Plutarco, descrivendo il Re Antioco, innamorato della giovane matrigna: ...ogni minimo malessere è ingrandito dagli spettri pensosi della sua ansietà, guarda se stesso come un uomo che gli Dei odiano, il medico o l'amico consolatore vengono allontanati, siede fuori dalla porta avvolto in stracci. Di tanto in tanto si trascina nello sporco e confessa questo o quel peccato. Vegli o dorma è inseguito dagli spettri della sua angoscia, sveglio non fa uso della ragione, addormentato non ha tregua delle sue paure. In nessun luogo trova scampo dai terrori immaginari.

Seneca, nel De Tranquillitate Animi rispondendo a Quinto Sereno:Il male che ci tormenta non è nel luogo in cui ci troviamo, ma è in noi stessi. Noi siamo senza forze per sopportare una qualsiasi contrarietà, incapaci di tollerare il dolore, impotenti a gioire delle cose piacevoli, sempre scontenti di noi stessi.

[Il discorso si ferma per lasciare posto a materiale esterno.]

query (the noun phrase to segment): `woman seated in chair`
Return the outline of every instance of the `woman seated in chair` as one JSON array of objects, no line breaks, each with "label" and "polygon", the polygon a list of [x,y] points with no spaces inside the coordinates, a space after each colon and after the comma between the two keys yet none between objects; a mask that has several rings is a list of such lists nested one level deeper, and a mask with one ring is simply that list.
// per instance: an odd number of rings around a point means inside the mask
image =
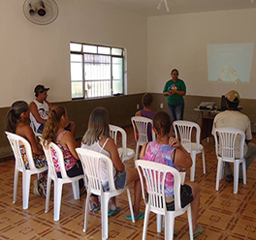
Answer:
[{"label": "woman seated in chair", "polygon": [[[17,101],[12,105],[7,113],[6,127],[7,131],[24,137],[31,145],[35,166],[38,168],[48,165],[43,149],[38,145],[36,136],[25,122],[29,119],[29,107],[26,102]],[[26,149],[22,142],[19,145],[21,157],[24,161],[25,168],[30,169],[26,155]],[[37,195],[46,195],[48,171],[40,173],[39,179],[34,181],[34,194]]]},{"label": "woman seated in chair", "polygon": [[[62,150],[67,175],[69,177],[76,177],[83,174],[81,163],[76,152],[78,147],[73,134],[65,130],[69,123],[67,110],[63,106],[52,106],[49,111],[48,119],[46,123],[43,132],[42,140],[43,144],[50,142],[56,143]],[[53,158],[55,170],[57,176],[61,178],[60,166],[56,158]],[[79,181],[80,194],[85,193],[83,179]]]},{"label": "woman seated in chair", "polygon": [[[109,112],[107,109],[103,107],[97,107],[91,112],[88,130],[82,138],[81,148],[87,148],[96,152],[100,152],[111,158],[113,165],[114,185],[117,190],[123,189],[126,185],[134,182],[135,219],[143,219],[144,214],[140,212],[142,189],[139,173],[136,168],[125,170],[125,166],[118,155],[117,146],[110,135]],[[104,167],[104,165],[101,165],[101,167]],[[109,182],[106,170],[106,168],[100,169],[104,191],[109,190]],[[99,206],[99,202],[95,201],[95,198],[91,200],[96,206]],[[115,197],[111,198],[109,216],[117,214],[120,210],[121,209],[119,207],[116,207]],[[132,218],[131,216],[127,216],[126,219],[131,220]]]},{"label": "woman seated in chair", "polygon": [[[192,165],[190,154],[182,147],[176,138],[170,137],[171,119],[168,113],[159,111],[153,118],[153,131],[157,135],[156,141],[147,142],[143,146],[140,159],[160,163],[176,169],[189,168]],[[166,206],[174,211],[174,177],[168,174],[166,179]],[[181,207],[191,204],[194,237],[204,229],[197,224],[200,206],[200,189],[197,183],[188,183],[180,187]]]}]

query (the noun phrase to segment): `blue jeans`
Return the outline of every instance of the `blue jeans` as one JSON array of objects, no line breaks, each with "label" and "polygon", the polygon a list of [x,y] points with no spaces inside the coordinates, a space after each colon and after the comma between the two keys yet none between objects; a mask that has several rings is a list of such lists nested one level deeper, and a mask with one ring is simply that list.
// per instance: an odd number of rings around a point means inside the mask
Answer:
[{"label": "blue jeans", "polygon": [[180,105],[168,105],[171,121],[183,120],[184,103]]}]

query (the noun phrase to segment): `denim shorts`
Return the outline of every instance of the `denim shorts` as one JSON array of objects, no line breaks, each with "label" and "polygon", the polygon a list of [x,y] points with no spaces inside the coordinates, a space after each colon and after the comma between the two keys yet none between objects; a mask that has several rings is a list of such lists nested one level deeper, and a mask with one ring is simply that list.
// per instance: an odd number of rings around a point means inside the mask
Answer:
[{"label": "denim shorts", "polygon": [[[116,190],[124,189],[126,186],[126,171],[116,171],[113,179]],[[107,182],[105,185],[102,185],[102,188],[104,192],[110,191],[109,182]]]}]

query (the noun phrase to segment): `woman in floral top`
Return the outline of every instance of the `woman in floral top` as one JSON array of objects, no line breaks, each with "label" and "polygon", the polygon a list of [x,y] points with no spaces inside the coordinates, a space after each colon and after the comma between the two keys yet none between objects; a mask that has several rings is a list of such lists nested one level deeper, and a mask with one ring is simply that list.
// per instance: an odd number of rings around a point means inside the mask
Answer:
[{"label": "woman in floral top", "polygon": [[[67,110],[62,106],[52,106],[43,132],[42,139],[44,144],[55,142],[60,147],[64,157],[67,175],[75,177],[83,174],[83,171],[81,163],[76,152],[76,148],[78,147],[76,139],[72,133],[65,130],[68,124],[69,117]],[[57,172],[57,176],[61,178],[59,163],[54,155],[56,153],[53,153],[55,171]],[[83,179],[80,179],[79,184],[81,195],[85,193]]]}]

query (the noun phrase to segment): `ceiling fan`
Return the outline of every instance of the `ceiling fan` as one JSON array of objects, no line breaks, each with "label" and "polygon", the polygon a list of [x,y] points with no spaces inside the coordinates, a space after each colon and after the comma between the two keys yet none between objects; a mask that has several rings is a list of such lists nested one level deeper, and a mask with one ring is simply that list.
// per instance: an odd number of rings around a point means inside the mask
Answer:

Petrarca, nel Secretum: ...tutto è aspro, cupo, orrendo: la disperazione trasforma il giorno in notte d'inferno e costringe a nutrirci di lacrime e di dolore con un non so che di una voluttà tanto che a malincuore se ne distoglie.

Si citano anche l'opera di Durer, la Melanconìa che esemplifica il dolore paralizzante del depresso e Il Grido di Munch che comunica la squassante angoscia del depresso.